Otis Spann Biography

21 March 1930, Jackson, Mississippi, USA, d. 24 April 1970, Chicago, Illinois, USA. One of the finest pianists of post-war blues, Spann learned the instrument as a child. He initially played in his stepfather’s church, but by the age of 14 was a member of a small local group. Having pursued careers in football and boxing, Spann moved to Chicago where he returned to music through work with several established attractions, including Memphis Slim and Roosevelt Sykes, before fronting the house band at the city’s Tick Tock club. In 1952 the pianist made his first recordings with Muddy Waters and the following year he became a permanent member of this seminal artist’s group, with whom he remained for most of his professional life. Spann did complete a solo session in 1955 with the assistance of Willie Dixon and Robert Lockwood, but session appearances for Bo Diddley and Howlin’ Wolf apart, he is recalled for the subtle yet complementary support he contributed to Waters’ music. Spann supported the singer on his groundbreaking UK tour of 1958 and was an integral part of the group that appeared at the 1960 Newport Jazz Festival. He subsequently completed an album for the Candid label, before resuming his association with Waters with a series of successful tours. British concerts during 1963 and 1964 proved highly influential on the emergent R&B scene and on the second visit Spann recorded two tracks, ‘Pretty Girls Everywhere’ and ‘Stirs Me Up’, with Yardbirds guitarist Eric Clapton.
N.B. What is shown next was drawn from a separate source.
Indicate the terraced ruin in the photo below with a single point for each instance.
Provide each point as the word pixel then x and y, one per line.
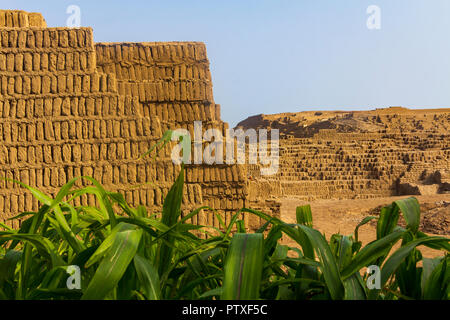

Spann began a thriving solo career on returning to the USA, completing a series of albums for several different labels, including Prestige and Bluesway. These releases not only showcased his remarkable talent on piano, they also revealed a skilled composer and vocalist and featured sterling support from such contemporaries as Waters, James Cotton (harmonica) and S.P. Leary (drums). The latter also appeared on The Biggest Thing Since Colossus, Spann’s collaboration with Fleetwood Mac stalwarts Peter Green, Danny Kirwan and John McVie. Barring contributions to a session by Junior Wells and the movie Blues Like Showers Of Rain, this excellent set was the artist’s last significant work. Increasingly debilitated by illness, Otis Spann entered Chicago’s Cook County Hospital, where he died of cancer in 1970.